Analysts Set New Price Targets
Several research analysts have recently weighed in on RTX shares. StockNews.com upgraded RTX from a “hold” rating to a “buy” rating in a research note on Friday, September 6th. Royal Bank of Canada boosted their target price on RTX from $115.00 to $130.00 and gave the stock a “sector perform” rating in a research report on Wednesday, October 23rd. UBS Group upped their target price on shares of RTX from $126.00 to $133.00 and gave the company a “neutral” rating in a research note on Wednesday, October 23rd. Citigroup lifted their price target on shares of RTX from $122.00 to $132.00 and gave the stock a “neutral” rating in a research note on Thursday, October 10th. Finally, Wells Fargo & Company upgraded shares of RTX from a “hold” rating to a “strong-buy” rating in a research report on Thursday, November 21st. Eight equities research analysts have rated the stock with a hold rating, five have given a buy rating and two have given a strong buy rating to the stock. According to data from MarketBeat, the stock has an average rating of “Moderate Buy” and an average price target of $177.27.
RTX Stock Down 0.6 %
NYSE RTX opened at $117.42 on Wednesday. RTX Co. has a 52 week low of $80.36 and a 52 week high of $128.70. The company has a quick ratio of 0.73, a current ratio of 0.99 and a debt-to-equity ratio of 0.62. The company has a market capitalization of $156.29 billion, a P/E ratio of 33.55, a price-to-earnings-growth ratio of 2.08 and a beta of 0.80. The stock’s 50-day moving average price is $121.23 and its 200-day moving average price is $115.71.
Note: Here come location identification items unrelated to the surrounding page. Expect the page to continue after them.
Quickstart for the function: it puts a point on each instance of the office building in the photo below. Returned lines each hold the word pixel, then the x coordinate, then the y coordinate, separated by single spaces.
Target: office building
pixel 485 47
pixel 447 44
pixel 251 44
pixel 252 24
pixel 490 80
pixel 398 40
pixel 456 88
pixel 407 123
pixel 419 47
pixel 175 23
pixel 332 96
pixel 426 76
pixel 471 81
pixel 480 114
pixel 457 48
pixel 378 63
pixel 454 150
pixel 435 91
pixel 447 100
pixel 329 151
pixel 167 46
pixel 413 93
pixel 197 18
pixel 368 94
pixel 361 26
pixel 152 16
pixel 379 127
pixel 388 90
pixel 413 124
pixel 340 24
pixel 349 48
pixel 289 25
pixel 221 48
RTX (NYSE:RTX – Get Free Report) last issued its quarterly earnings results on Tuesday, October 22nd. The company reported $1.45 earnings per share for the quarter, beating the consensus estimate of $1.34 by $0.11. The business had revenue of $20.09 billion for the quarter, compared to the consensus estimate of $19.84 billion. RTX had a net margin of 5.97% and a return on equity of 11.96%. The company’s revenue for the quarter was up 6.0% on a year-over-year basis. During the same quarter in the previous year, the firm earned $1.25 earnings per share. On average, equities research analysts predict that RTX Co. will post 5.56 earnings per share for the current year.
RTX Dividend Announcement
The firm also recently declared a quarterly dividend, which was paid on Thursday, December 12th. Shareholders of record on Friday, November 15th were paid a $0.63 dividend. The ex-dividend date of this dividend was Friday, November 15th. This represents a $2.52 dividend on an annualized basis and a yield of 2.15%. RTX’s payout ratio is presently 72.00%.
RTX Profile
RTX Corporation, an aerospace and defense company, provides systems and services for the commercial, military, and government customers in the United States and internationally. It operates through three segments: Collins Aerospace, Pratt & Whitney, and Raytheon. The Collins Aerospace Systems segment offers aerospace and defense products, and aftermarket service solutions for civil and military aircraft manufacturers and commercial airlines, as well as regional, business, and general aviation, defense, and commercial space operations.